DEAR MISS MANNERS: I have been recently meeting a number of ladies through an Internet dating service. After a few e-mails back and forth it is usually suggested that we meet personally for a coffee, quick lunch, or bite to eat.
I have noticed that these ladies seem to be, how shall I say it, extremely slow in the race for the pocketbook when the check arrives.
Although these bites aren't going to send me to the poor house, is there a polite way of saying something on the order of, "It has been a pleasure to finally meet you in person but, since I barely know you, really, it sure would be nice if, instead of sitting there like a deer caught in the headlights, you would at least attempt to pay for your double half caf, quarter pounder with cheese, fettuccine alfredo, or whatever it was you've been wolfing down like a Dickensonian orphan for the past 45 minutes."
Or does one simply carry on in the hope that one day, in reaching for the bill fingertips will touch, gazes will lock, and the race will be over?
GENTLE READER: Over, in that you believe that a gentleman pays all the expenses for someone he has invited for a date? Or over, in that if true love leads to marriage, it won't make any difference who pays?

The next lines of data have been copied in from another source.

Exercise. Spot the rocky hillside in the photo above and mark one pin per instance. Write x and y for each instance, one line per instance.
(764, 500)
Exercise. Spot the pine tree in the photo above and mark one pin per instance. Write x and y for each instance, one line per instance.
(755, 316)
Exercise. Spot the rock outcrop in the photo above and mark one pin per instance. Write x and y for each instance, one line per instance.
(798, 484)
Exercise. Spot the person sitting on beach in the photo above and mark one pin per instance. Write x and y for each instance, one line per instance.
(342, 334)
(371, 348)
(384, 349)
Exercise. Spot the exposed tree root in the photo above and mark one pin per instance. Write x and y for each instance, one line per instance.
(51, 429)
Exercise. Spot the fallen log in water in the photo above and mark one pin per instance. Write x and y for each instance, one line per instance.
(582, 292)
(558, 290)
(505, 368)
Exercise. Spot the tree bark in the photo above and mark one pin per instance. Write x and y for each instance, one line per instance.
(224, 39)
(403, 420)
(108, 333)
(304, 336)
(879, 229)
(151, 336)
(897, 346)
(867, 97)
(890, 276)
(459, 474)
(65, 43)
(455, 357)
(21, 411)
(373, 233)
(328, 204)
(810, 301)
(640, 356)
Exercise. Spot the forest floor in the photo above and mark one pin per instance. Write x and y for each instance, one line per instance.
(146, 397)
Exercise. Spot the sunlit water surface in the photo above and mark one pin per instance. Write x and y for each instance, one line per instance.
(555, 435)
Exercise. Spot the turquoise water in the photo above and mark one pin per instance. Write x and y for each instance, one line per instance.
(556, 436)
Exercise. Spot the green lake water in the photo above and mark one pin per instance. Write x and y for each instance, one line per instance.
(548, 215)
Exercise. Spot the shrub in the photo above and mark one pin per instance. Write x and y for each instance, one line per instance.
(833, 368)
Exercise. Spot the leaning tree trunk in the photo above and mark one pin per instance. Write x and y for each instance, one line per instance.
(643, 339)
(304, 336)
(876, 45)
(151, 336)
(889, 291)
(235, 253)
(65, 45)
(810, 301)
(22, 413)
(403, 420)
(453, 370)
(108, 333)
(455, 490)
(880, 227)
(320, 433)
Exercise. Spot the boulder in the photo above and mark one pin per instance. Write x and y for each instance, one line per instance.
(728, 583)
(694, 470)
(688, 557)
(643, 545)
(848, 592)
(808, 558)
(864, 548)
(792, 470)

No longer is either a given. No matter how often Miss Manners points out that the decorous method is to take turns being the host (this had to be done coyly under the old system -- the lady offered a home-cooked meal or claimed to have been given theater tickets -- but it was done), some ladies insist on splitting every cost, while others never reciprocate. And some married couples never merge financially.
As if that weren't complicated enough, the event you describe, a meeting between strangers with the hope of romance, has no tradition. You regard it as a pre-courtship interview, whereas you attract ladies who regard it as a first date.
You can hardly demand payment, even if the interview is a failure. So Miss Manners advises you to cut your losses by offering only coffee. If the interview is a success, you will have opportunities to discover whether a lady has any hospitable impulses.
DEAR MISS MANNERS: My 18-year-old college student is pregnant. She is no longer dating the father and they have no plans to get married. She is due in March and a few people have asked me when the baby shower is.
I guess I didn't anticipate there being one. I have considered baby showers to be for married woman who are celebrating the birth of their first child. We are certainly celebrating this baby since he is coming, but we are not celebrating the circumstances of his birth. What do you think?
GENTLE READER: That baby showers are intended to focus on the baby, not on the circumstances of the conception. But since showers should never be given by relatives of the honoree, Miss Manners assures you that you need not trouble yourself about the matter.